Kosovo prime minister calls for vote on creating court for Balkans war crimes News
Kosovo prime minister calls for vote on creating court for Balkans war crimes

[JURIST] Kosovo Prime Minister Hashim Thaci [official website] on Thursday called on the nation’s parliament to vote on creating a European Union-backed tribunal to investigate allegations of harvesting organs from dead Serbs during the 1990s Balkans war. In a press release [text], Thaci stated, “although the issue is completely unfair and offensive to the state of Kosovo, the Kosovo Assembly should decide.” The push for the proposed tribunal stems [Reuters report] from a 2011 Council of Europe report alleging that Kosovar guerrilla fighters smuggled the corpses of their adversaries into Albania in order to harvest and sell their organs. International officials have urged to Kosovo legislature to accept and endorse the tribunal before its dissolution and general elections in September, reportedly warning the state that if they refuse to accept the tribunal the organs case will be transferred for consideration by the UN Security Council [official website]. It is expected that the tribunal will be unpopular within Kosovo, as many citizens support the Kosovo Liberation Army (KLA) and its fighters, which has caused difficulty in investigating and prosecuting war crimes in the past.

Negotiations and plans to institute this tribunal were discovered [JURIST report] by the Associated Press at the beginning of April, and have garnered significant support from the international community as an important step towards justice and reconciliation.

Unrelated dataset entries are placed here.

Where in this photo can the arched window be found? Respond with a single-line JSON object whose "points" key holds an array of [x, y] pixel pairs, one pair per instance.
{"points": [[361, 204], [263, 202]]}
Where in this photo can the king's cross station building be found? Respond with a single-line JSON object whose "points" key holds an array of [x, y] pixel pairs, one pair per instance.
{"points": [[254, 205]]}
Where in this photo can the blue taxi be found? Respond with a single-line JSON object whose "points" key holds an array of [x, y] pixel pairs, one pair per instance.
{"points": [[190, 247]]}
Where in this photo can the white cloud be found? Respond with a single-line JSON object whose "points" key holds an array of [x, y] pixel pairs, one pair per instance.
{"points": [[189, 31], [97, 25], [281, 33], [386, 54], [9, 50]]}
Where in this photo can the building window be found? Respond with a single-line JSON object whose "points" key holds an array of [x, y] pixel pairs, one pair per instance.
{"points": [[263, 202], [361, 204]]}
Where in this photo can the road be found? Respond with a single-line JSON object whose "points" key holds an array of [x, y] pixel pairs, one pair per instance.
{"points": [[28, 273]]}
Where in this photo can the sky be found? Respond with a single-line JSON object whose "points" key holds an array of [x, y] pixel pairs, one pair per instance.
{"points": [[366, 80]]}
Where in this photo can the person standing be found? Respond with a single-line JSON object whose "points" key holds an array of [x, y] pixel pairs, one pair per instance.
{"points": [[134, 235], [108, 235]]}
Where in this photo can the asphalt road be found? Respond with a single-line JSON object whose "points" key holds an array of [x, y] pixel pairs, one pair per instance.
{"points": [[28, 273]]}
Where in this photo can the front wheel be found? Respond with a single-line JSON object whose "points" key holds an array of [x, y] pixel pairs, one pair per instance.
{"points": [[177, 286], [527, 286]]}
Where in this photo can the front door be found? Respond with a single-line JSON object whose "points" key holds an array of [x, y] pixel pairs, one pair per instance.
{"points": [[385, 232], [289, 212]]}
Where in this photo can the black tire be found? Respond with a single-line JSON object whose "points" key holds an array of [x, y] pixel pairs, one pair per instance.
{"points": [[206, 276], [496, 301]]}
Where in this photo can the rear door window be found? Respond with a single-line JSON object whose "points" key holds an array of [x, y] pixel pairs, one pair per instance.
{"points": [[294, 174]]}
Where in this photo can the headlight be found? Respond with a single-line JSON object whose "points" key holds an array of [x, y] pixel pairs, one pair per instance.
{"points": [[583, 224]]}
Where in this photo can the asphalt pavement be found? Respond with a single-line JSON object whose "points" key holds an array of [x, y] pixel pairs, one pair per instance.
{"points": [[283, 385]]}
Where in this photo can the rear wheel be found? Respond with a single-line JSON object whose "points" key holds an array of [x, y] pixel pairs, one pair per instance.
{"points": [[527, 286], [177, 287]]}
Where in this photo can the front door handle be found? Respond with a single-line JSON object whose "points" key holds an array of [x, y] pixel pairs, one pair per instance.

Until now, allegations of organ harvesting were investigated and prosecuted haphazardly alongside other war crimes. In April 2013 the European Union Rule of Law Mission in Kosovo (EULEX) [official website] sentenced [JURIST report] five men to prison sentences for their roles in an organ-trafficking scheme. The international interest on the issue of organ trafficking by the KLA was greatly expanded [JURIST report] in 2011 with the release of a report [text] detailing incidents and allegations of trafficking, prompting calls to begin investigations and prosecutions relating to the incidents. The Council of Europe began [JURIST report] its investigations into organ trafficking in Kosovo in 2008, partially in response to a book by the former prosecutor for the International Criminal Tribunal for the former Yugoslavia (ICTY), Carla Del Ponte, in which hundreds of counts of human and organ trafficking were alleged.